Identifying movement in lecture recordings
I’m Tallulah, and this summer I am working as the Lecture Recording Data intern. My job involves working on ways to obtain and analyse data from lecture recordings.
Recording lectures has many benefits, which include improving accessibility by providing lectures in an alternative format, giving students a way to look back on previous lectures as a form of revision, preventing students who are unable to attend due to illness or clashes from missing out on learning, and can be helpful for non native English speakers. Unfortunately, while the university records many lectures, quite a lot of these have some issues, such as microphones not being turned on or the slides not being displayed.
I have been working with the Digital Learning Applications and Media (DLAM) team, as well as Learning Spaces Technology (LST) to develop ways these problems can be identified, hopefully improving the lecture recording service for students!
The university uses Echo360 to record lectures, and I had hoped its reporting API would surface data to identify recording problems. However, after extensive API calls and a thorough review of the documentation, I found it doesn’t provide the metrics, such as audio volume levels or number of displays that we need to spot issues.
Initially to work around this, I worked on a tool that scraped the live data from lecture recording XMLs. Although this did work for obtaining data, constantly scraping from recordings and deploying this over hundreds of lecture theatres would use a large amount of resources. Luckily, Euan from LST developed a Power Automate flow; during a lecture recording, if there has been no audio for 10 minutes, Echo360 sends an alert to Euan, and then this alert is added to the Learning Spaces Datastore (LSD) audio alerts, and every minute for the next 20 minutes, its audio data and snapshots are saved. This helped solve the problem of identifying any audio issues during lectures, but another problem needing to be solved are camera or display issues.

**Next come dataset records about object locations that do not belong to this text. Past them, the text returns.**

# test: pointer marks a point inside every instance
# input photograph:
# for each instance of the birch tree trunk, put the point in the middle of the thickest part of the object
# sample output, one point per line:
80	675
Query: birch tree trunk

At first, I looked into some AI tools, such as the Google Video Cloud Intelligence API, which can detect movement in videos. However, using external AI tools can have some ethical issues, such as intellectual property infringement or unwanted data collection, and requires paperwork, which can take months to get approved. Since snapshots from lecture recordings can be accessed via the LSD API, I investigated ways I could identify differences between the 20 snapshots provided from lecture recordings, without the use of AI.

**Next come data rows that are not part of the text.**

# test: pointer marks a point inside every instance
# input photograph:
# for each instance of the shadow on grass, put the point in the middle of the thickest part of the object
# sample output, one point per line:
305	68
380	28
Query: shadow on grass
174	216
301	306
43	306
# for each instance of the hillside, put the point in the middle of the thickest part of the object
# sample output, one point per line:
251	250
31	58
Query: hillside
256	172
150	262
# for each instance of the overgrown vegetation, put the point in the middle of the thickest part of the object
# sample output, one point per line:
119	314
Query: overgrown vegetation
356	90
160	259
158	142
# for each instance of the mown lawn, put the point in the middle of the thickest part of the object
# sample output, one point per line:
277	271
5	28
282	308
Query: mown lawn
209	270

A very helpful resource I used was this GeeksforGeeks article, “Algorithms for Image Comparison” [https://www.geeksforgeeks.org/computer-vision/algorithms-for-image-comparison/] which had multiple ways I could identify differences in snapshots, by only using pixel values, and no AI whatsoever! After some trial and error, I decided that calculating the Mean Squared Error (MSE) between consecutive pairs of screenshots would be the best method to use. The MSE is the average of the squared differences between corresponding pixel values of two images, which quantify their overall difference, and fortunately was quite straightforward to implement.
I then implemented the MSE on the snapshot data from the LSD API. After some initial testing, I discovered that the MSE is incredibly sensitive – on what seemed to be 2 identical snapshots of an empty room, it returned a value greater than 0. After doing some further testing, I decided to use a threshold of 100; if in the list of calculated MSE values for the 20 pairs of snapshots there is at least one MSE value greater than 100, the movement flag is set to true. This threshold is quite arbitrary and could change with further testing to prevent false alerts.
The next stage for me is to do further testing to ensure the accuracy of the MSE metric and threshold. So far, I have tested this in a couple of rooms in Argyle House and one lecture theatre, and it seems to be working well, but with hundreds of lecture theatres, broader testing is essential!
This experience has taught me so much and has been immensely valuable. Working with live data for the first time was really exciting, and the large amount of trial-and-error significantly enhanced my problem-solving skills. I also gained more understanding of the technologies involved in lecture recordings, including Echo360, the booker, the scheduler, the tools developed by LST, and appreciated the collaborative efforts between DLAM and LST. I have really enjoyed applying my Informatics studies in a practical, meaningful way that will hopefully benefit other university students. This has also sparked an interest in EdTech, which aligns with my passion for purpose-driven projects, especially those improving accessibility, an area that is personally very important to me.